Documentation

Atlassian Confluence Cloud Connector

For a general introduction to the connector, please refer to https://www.rheininsights.com/en/connectors/confluence-cloud.php .

Confluence Cloud Configuration

Crawl User

The connector uses a crawl user which has the following permissions:

Read access to all spaces and pages, which should be indexed
Permission to access all space and page permissions
Read access to all users and groups (i.e., must be space administrator)

API Key

The connector uses a username and an API key to authenticate against Confluence Cloud. You can create the API key following the steps at Manage API tokens for your Atlassian account | Atlassian Support.

Admin API Key

The Atlassian APIs do not expose mail-addresses for users straight-forwardly. Therefore, the principal synchronization needs to access the admin APIs of your tenant. The method called is

https://api.atlassian.com/admin/v1/orgs/<YOUR TENANT ID>/users/search

In order to authorize the connector to call this API, you need to get an according, second API token. Please follow the steps as described here Manage an organization with the admin APIs | Atlassian Support and create an API key without scopes. Also please write down your organization Id, as it is needed below.

API key without scopes is needed, as there is no fine-granular permission as of now which allows for accessing the uses search.

Content Source Configuration

The content source configuration of the connector comprises the following mandatory configuration fields.

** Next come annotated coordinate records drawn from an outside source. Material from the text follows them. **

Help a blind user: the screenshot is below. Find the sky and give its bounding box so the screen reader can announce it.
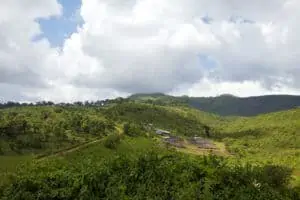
[0,0,300,102]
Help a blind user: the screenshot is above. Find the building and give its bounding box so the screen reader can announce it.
[155,129,171,136]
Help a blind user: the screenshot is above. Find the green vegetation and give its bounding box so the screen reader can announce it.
[129,93,300,116]
[0,97,300,200]
[2,150,299,200]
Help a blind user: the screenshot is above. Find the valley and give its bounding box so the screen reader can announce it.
[0,96,300,199]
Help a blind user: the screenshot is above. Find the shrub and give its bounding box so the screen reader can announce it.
[104,133,121,149]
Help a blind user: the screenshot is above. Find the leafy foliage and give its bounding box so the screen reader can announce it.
[129,93,300,116]
[2,150,299,200]
[0,106,115,154]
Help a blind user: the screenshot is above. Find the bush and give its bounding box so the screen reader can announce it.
[123,123,145,137]
[104,133,121,149]
[0,152,299,200]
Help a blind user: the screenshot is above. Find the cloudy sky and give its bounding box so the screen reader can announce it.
[0,0,300,101]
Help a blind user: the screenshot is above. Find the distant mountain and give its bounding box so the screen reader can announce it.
[129,93,300,116]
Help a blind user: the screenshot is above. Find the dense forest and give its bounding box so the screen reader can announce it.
[129,93,300,116]
[0,97,300,200]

Base URL of the tenant: is the url of your Atlassian tenant, e.g., https://company.atlassian.net
Crawl user: is the user name which is used by the connector to crawl the instance. Please see the section above for the necessary user permissions.
API Key: is used for the user authentication. It is created as described here https://www.rheininsights.com/en/connectors/confluence-cloud.php.
Admin API Key: is used for the API to access the admin API. It is created as described here .
Organization Id. This is the organization id as can be found in your admin URL, by opening https://admin.atlassian.com/ and then taking a note of the following URLs: https://admin.atlassian.com/o/<YOUR_ORG_ID>/admin-api or during the Admin API Key registration.
Excluded files from crawling: here you can add file extensions to filter attachments which should not be sent to the search engine.
Excluded spaces from crawling: here you can add space names or keys to exclude these from crawling
Please note that a change to this list will yield an incremental crawl to remove all pages and attachments from excluded spaces.
Included spaces from crawling: this is an include list. If empty, all spaces but the excluded spaces are indexed. But if you add at least one entry (even an empty one), only this space will be included for crawling. Please note that a change to this list will yield an incremental crawl to remove all pages and attachments from excluded spaces.
Enable page postprocessing. If enabled (recommended), the connector performs lookups for people references on Confluence pages. Moreover, it extracts the titles for page references on a Confluence page.
Confluence users group name: here you can add the name of the confluence-users group (i.e., everyone for this tenant). If you leave it empty, the connector will extract your tenant name from the Base URL given in (1) to compute confluence-users-company.
The general settings are described at General Crawl Settings and you can leave these with its default values.
Validate: After entering the configuration parameters, click on validate. This validates the content crawl configuration directly against the content source.
Save: If there are issues when connecting, the validator will indicate these on the page. Otherwise, you can save the configuration and continue with Content Transformation configuration.

Limitations for Incremental Crawls and Recommended Crawl Schedules

Atlassian Confluence does not offer a complete change log. This means that incremental crawls can detect new and changed Confluence spaces, pages and attachments. However, removed spaces, pages and attachments will not be detected in incremental crawls, as well as significant changes to the space permission schemes.

Therefore, we recommend to configure incremental crawls to run every 15-30 minutes, full scan principal crawls to run twice a day, as well as a weekly full scan of the documents of the Confluence instance. For more information see Crawl Scheduling .